BIND 10 #1789: update xfrin to maintain in-memory/sqlite3 zones

Wed Apr 11 14:34:36 UTC 2012

#1789: update xfrin to maintain in-memory/sqlite3 zones
-------------------------------------+-------------------------------------
                   Reporter:         |                 Owner:  jinmei
  jinmei                             |                Status:  reviewing
                       Type:  task   |             Milestone:
                   Priority:         |  Sprint-20120417
  medium                             |            Resolution:
                  Component:  xfrin  |             Sensitive:  0
                   Keywords:         |           Sub-Project:  DNS
            Defect Severity:  N/A    |  Estimated Difficulty:  3
Feature Depending on Ticket:  xfr    |           Total Hours:  0
  for in-memory                      |
        Add Hours to Ticket:  0      |
                  Internal?:  0      |
-------------------------------------+-------------------------------------
Changes (by jelte):

 * owner:  jelte => jinmei

Comment:

 Replying to [comment:7 jinmei]:
 > '''some general points'''
 >
 > - This is rather a question about the general configuration framework,
 >   but I wonder what's the assumption on the validity of given data on
 >   the remote config.  In this specific case, can we assume the zone
 >   origin and class names are valid?  Or can we assume the data don't
 >   contain any duplicates?  In our current implementation we should be
 >   able to assume these, because b10-auth should have validated these
 >   and cfgmgr should only store post-validated data (and subsequently
 >   give it to xfrin).  But the validity isn't guaranteed from the
 >   interface (after all they are opaque strings), and the validation
 >   point (auth) is far from the user (xfrin), so the assumption seems
 >   to be a bit naive.  On the other hand, doing the same validation in
 >   the xfrin seems to be redundant in practice.  I think we need to
 >   clarify these points and document it somewhere, so we can use
 >   unified assumption throughout the system.  For the purpose of this
 >   task, I don't think we need to heavily modify the code, but add a
 >   short note about the assumption.
 >

 Yes, the whole point of the specification file to validate data was that
 once the data gets to the 'handler' routines, they won't have to worry
 about the data being bad (at least in its form and structure)

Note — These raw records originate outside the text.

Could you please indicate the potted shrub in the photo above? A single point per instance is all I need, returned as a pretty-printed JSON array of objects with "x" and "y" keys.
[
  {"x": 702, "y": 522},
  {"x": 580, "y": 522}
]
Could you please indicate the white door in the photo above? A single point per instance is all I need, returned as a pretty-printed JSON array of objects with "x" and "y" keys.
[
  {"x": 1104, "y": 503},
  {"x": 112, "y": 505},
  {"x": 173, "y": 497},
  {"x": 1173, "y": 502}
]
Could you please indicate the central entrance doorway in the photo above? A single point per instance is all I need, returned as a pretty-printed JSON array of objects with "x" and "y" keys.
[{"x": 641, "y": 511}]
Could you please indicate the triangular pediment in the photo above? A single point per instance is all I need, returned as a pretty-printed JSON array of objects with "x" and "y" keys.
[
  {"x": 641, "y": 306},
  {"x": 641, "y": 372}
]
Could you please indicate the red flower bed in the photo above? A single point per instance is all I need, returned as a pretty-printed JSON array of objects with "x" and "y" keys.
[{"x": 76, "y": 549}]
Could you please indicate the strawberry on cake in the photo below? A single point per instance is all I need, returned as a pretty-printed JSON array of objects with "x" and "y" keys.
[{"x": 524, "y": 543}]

 One thing that I am considering for the api changes in config use is more
 validation (probably automatic; implicit in the initialization of the
 classes), so that it will indeed be validated each and every time the data
 is initialized in every module. Most of that may be redundant but it
 should never be on a critical performance path anyway. Especially since I
 also want to start using 'changes' somehow; instead of passing full lists,
 pass the elements that are added or removed (memory zones are a good
 example of why we need that; if you have 10000 zones you do not want to
 reload the entire list if you add or remove one ;))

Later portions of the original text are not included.